29. Light/dark cycles and the control of meiosis in Coprinus cinereus.

B.C. Lu University of Guelph, Guelph, Canada.

In the synchronous meiotic system of Coprinus cinereus, meiosis is controlled at meiotic S and at metaphase I, and light intensity and light/dark cycles play an important role. The time of exposure to light requried to enter meiotic S is inversely proportional to the exponent of light intensities. The shift-up experiments showed that the critical light dependent period is 10h before the initiation of meiotic S-phase.

The control of entry to meiotic metaphase is also light intensity and strain dependent. The London strain is light/dark blind while the Java and Japanese strains are dark dependent under moderate to high light intensities; a 3 h dark period is essential for proper progression to metaphase I and its effect is very stage specific. It is quite possible that the dark period signals the cellular processes leading to metaphase events. Cytological studies showed that chromosomes are normal in meiotic prophase but are unable to undergo condensation under arrest conditions. Genetic crosses and backcrosses showed that light blindness is dominant and appeared to be a single gene inheritance.

30. Light-dependent conidiation in Aspergillus nidulans is influenced by fluG and veA gene expression.

Lawrence N. Yager, Hyung-Ok Lee, and Patricia A. Kennedy, Temple University, Department of Biology, Philadelphia, PA 19122.

Conidiation in Aspergillus nidulans is induced by exposure to red light. Using a strain that contains a blue light gain-of-function mutation, we have isolated a mutant, designated fluG701, that fails to conidiate in red light. The fluG gene has been shown by Lee and Adams (1994, Genes Dev. 8, 641-651) to be necessary for the synthesis of a small diffusible factor that is required for the initiation of asexual development. Although conidiation in a null fluG strain can be rescued by growth next to a wild-type colony, conidiation in the fluG701 strain cannot be rescued by the extracellular factor. Moreover, the loss of transcriptional negative autoregulation observed with other fluG mutant alleles is not observed in a fluG701 strain. The fluG701 mutation has been shown to be a G to A transition that replaces glutamic acid at amino acid position 467 with lysine.

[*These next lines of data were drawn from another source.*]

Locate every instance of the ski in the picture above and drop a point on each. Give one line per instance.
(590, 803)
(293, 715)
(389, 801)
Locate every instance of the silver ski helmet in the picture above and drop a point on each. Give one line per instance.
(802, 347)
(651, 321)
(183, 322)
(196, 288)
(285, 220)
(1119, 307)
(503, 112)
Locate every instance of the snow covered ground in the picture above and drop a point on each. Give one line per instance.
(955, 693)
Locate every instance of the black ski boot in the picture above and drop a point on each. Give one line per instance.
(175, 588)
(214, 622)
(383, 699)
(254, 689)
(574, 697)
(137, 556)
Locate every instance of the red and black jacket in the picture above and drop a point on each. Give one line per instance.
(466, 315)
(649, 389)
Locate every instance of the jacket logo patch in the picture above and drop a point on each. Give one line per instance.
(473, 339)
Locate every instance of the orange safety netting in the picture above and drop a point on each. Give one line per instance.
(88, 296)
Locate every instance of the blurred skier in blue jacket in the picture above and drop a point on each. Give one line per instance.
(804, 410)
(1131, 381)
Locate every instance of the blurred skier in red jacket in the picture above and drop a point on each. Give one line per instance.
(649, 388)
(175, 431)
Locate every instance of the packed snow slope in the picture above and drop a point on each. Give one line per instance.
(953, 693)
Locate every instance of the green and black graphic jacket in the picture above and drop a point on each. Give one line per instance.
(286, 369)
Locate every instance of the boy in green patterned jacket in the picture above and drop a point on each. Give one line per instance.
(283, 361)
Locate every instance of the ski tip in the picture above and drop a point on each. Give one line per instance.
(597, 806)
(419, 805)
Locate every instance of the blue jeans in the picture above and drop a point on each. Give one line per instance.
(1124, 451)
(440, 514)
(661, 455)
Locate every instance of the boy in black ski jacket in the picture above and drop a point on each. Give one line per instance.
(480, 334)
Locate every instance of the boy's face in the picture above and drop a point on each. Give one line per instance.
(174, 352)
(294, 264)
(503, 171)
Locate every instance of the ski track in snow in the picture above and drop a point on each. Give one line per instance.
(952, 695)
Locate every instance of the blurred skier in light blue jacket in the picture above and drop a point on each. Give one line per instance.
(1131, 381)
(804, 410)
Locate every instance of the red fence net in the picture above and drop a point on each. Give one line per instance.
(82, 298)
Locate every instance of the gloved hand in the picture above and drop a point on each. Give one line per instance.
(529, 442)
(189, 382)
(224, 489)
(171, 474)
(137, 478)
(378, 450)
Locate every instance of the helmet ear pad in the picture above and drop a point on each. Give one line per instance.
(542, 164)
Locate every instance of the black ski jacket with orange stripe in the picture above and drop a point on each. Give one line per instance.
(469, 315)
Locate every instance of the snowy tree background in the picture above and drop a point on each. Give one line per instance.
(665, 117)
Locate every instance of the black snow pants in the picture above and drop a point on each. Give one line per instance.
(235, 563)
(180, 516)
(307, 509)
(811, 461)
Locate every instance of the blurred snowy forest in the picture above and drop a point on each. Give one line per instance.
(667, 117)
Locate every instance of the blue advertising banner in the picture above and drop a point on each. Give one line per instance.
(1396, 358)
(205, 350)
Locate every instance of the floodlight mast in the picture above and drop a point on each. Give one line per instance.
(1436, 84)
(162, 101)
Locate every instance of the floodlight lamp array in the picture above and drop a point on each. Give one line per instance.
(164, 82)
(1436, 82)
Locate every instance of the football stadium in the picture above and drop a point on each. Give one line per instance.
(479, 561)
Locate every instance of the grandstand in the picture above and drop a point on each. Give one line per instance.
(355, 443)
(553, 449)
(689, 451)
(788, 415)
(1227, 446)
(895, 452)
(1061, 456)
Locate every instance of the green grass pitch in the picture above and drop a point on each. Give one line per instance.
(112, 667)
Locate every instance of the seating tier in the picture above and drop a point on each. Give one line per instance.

The veA1 mutation allows conidiation to occur in the absence of light. The veA gene has been cloned, but the predicted ORF shows no homology to other known sequences. We have isolated veA1 suppressors, one class of which are alleles of fluG. These suppressors show varying degrees of rescue by the extracellular factor and do not show transcriptional negative autoregulation. The nucleotide identity of these suppressors has been determined and suggests, first that the amount of available fluG product influences light-dependent conidiation and second, that light-dependent functions are located in the C terminal portion of the fluG protein. These data indicate that fluG and veA have a genetic interaction. Although no evidence for a physical interaction has been demonstrated, one potential model is that veA and fluG operate together to interpret the light signal required for the production of the extracellular factor and initiation of conidiation.